为什么指针不在堆栈上？

Question

void main(){
    int i,k;
    char* p;
    int j;
    printf("address of i is %d \naddress of k is %d \naddress of p is %p\naddress of j is %d", &i,&k,&p,&j);

}

when I tried the above code, the address of j is 4 units below k. But the address of p is no where near. Since a pointer is an integer variable that could store 4 bytes of data, why isn't it allocated on the stack like the other three variables?

Answer 1

Use %p to print all the addresses.

Spoiler: It is on the stack.

Answer 2

You should post the output you're getting. I suspect that you're getting a bit confused because most of the addresses you're printing are being displayed in decimal (using %d) while p is being displayed in hex (using %p).

Answer 3

I just tried your code on my computer (running Ubuntu 9.04) and got the following:

address of i is 0xbf96fe30
address of k is 0xbf96fe2c
address of p is 0xbf96fe28
address of j is 0xbf96fe24

after changing the code somewhat:

void main(){
    int i,k;
    char* p;
    int j;
    printf("address of i is %p \naddress of k is %p \naddress of p is %p\naddress of j is %p\n", &i,&k,&p,&j);

}

Since all you're printf() are addresses you should use %p instead of %d. Maybe you misinterpreted your results?

Answer 4

I can't help but tell you that your program is one of those that "should be indented six feet and covered with dirt." (google for who said it when and why:-) It is a prime example of sloppyness for the following reasons, most of which are causing undefined behavior:

• Uses printf without including stdio.h
• Uses void main
• Uses %d for addresses
• Uses %p with something other than a ptr-to-void

Properly written it looks like this:

#include <stdio.h>

int main (void)
{
    int i, k;
    char *p;
    int j;

    printf ("address of i is %p\n", (void *)&i);
    printf ("address of k is %p\n", (void *)&k);
    printf ("address of p is %p\n", (void *)&p);
    printf ("address of j is %p\n", (void *)&j);
    return 0;
}

Answer 5

When you use %d printf() specifier you get an address printed as decimal number and when you use %p specifier you get it printed as hexadecimal number.

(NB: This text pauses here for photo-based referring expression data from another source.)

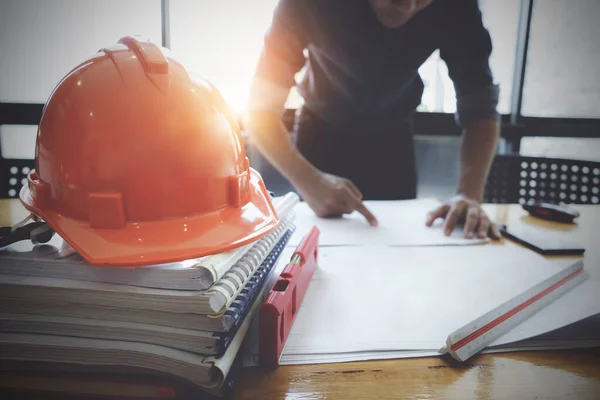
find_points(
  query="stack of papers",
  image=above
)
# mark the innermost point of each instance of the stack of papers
(400, 289)
(185, 320)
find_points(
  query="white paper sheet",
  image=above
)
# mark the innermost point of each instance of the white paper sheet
(403, 299)
(401, 223)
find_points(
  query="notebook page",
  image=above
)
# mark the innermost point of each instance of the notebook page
(397, 298)
(401, 223)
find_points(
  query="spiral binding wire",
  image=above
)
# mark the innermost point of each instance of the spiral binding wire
(238, 310)
(233, 282)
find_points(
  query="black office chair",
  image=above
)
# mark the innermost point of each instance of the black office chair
(518, 179)
(13, 175)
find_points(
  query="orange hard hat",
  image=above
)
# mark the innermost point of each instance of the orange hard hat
(139, 162)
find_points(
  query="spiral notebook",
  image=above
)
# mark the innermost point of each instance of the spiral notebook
(195, 340)
(134, 298)
(61, 261)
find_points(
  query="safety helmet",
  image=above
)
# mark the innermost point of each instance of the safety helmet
(139, 162)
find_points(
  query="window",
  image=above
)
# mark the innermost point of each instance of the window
(501, 18)
(562, 78)
(40, 41)
(221, 40)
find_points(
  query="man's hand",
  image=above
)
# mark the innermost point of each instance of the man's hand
(462, 209)
(332, 196)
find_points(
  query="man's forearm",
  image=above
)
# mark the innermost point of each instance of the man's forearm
(270, 136)
(479, 143)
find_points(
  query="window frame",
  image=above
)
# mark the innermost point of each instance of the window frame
(514, 125)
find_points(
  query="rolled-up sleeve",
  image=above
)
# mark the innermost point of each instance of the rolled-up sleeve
(281, 58)
(466, 49)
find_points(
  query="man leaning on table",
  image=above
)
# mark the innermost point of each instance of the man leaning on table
(360, 88)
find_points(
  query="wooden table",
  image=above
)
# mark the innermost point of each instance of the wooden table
(569, 374)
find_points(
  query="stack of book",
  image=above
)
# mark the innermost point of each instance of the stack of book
(183, 323)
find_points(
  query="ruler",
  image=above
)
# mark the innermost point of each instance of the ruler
(475, 336)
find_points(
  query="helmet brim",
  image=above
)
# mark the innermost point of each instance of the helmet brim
(166, 241)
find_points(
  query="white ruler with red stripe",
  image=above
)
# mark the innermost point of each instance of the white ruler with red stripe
(475, 336)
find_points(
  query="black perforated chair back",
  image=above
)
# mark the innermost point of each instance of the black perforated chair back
(518, 179)
(13, 175)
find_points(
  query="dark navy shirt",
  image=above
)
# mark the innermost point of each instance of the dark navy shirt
(356, 67)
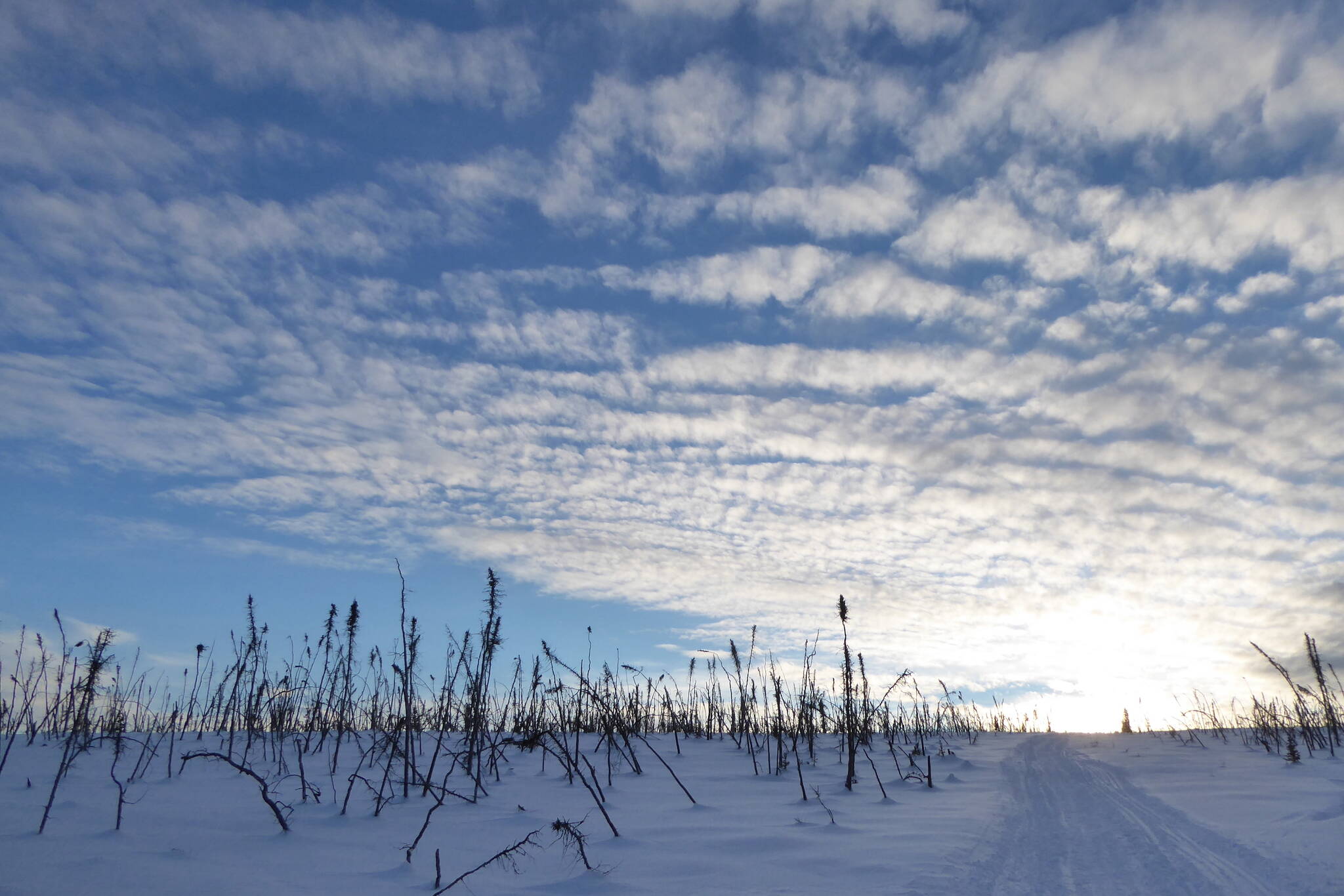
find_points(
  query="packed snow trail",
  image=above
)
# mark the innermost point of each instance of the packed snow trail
(1080, 828)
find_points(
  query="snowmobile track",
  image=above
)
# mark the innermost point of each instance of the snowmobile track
(1080, 828)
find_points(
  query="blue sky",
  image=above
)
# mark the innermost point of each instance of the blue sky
(1018, 324)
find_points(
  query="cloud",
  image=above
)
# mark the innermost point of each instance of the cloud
(1219, 226)
(988, 226)
(1253, 288)
(373, 57)
(746, 278)
(879, 202)
(1181, 71)
(913, 20)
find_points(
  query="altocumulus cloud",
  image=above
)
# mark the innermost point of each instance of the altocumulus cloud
(1030, 340)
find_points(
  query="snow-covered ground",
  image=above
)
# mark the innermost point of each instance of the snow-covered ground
(1013, 815)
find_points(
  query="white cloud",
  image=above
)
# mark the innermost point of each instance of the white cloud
(1253, 288)
(988, 226)
(751, 277)
(1219, 226)
(1166, 74)
(373, 57)
(879, 202)
(882, 288)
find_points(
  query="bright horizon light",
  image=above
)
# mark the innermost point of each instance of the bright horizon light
(1018, 325)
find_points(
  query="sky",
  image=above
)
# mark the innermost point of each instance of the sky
(1017, 324)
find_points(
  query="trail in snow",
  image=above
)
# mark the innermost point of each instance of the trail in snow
(1080, 828)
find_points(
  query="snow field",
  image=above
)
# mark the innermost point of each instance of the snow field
(1013, 815)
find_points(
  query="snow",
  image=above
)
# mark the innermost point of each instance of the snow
(1013, 815)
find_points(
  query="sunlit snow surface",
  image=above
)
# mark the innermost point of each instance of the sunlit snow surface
(1013, 815)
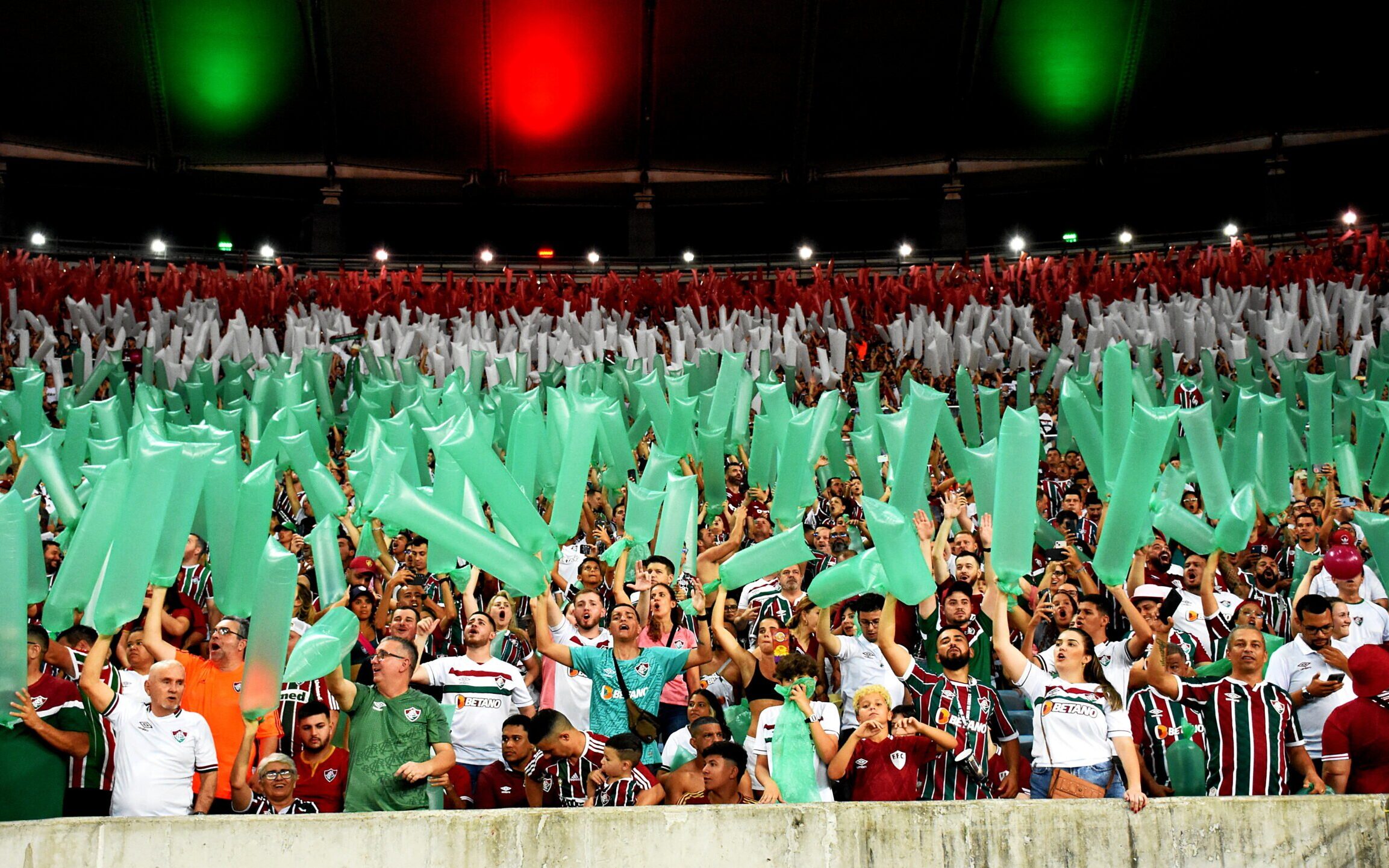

It just happened that the hexadecimal number contains no letters and you misinterpret it.

Answer 6

In the end a pointer is a variable.As far as the linux architecture is concerned,it is very clear that

All those variables whose memory is localized to a function will remain on the stack.<

There is no reason why for the above case the pointers should not be on the stack.Its a case of misinterpreting the ouput and ignoring the warning from gcc.Its a case with beginners that they ignore gcc warnings as harmless.There are cases when they are equivalent to a compiler error

Answer 7

Pointers may or may not be located on the stack as they are also some sort of variables. Note that they are some not very big variables. If the CPU/MCU has lots of registers and the compiler optimizes well, you may not see a pointer on the stack, it may very well spend its whole lifetime in registers.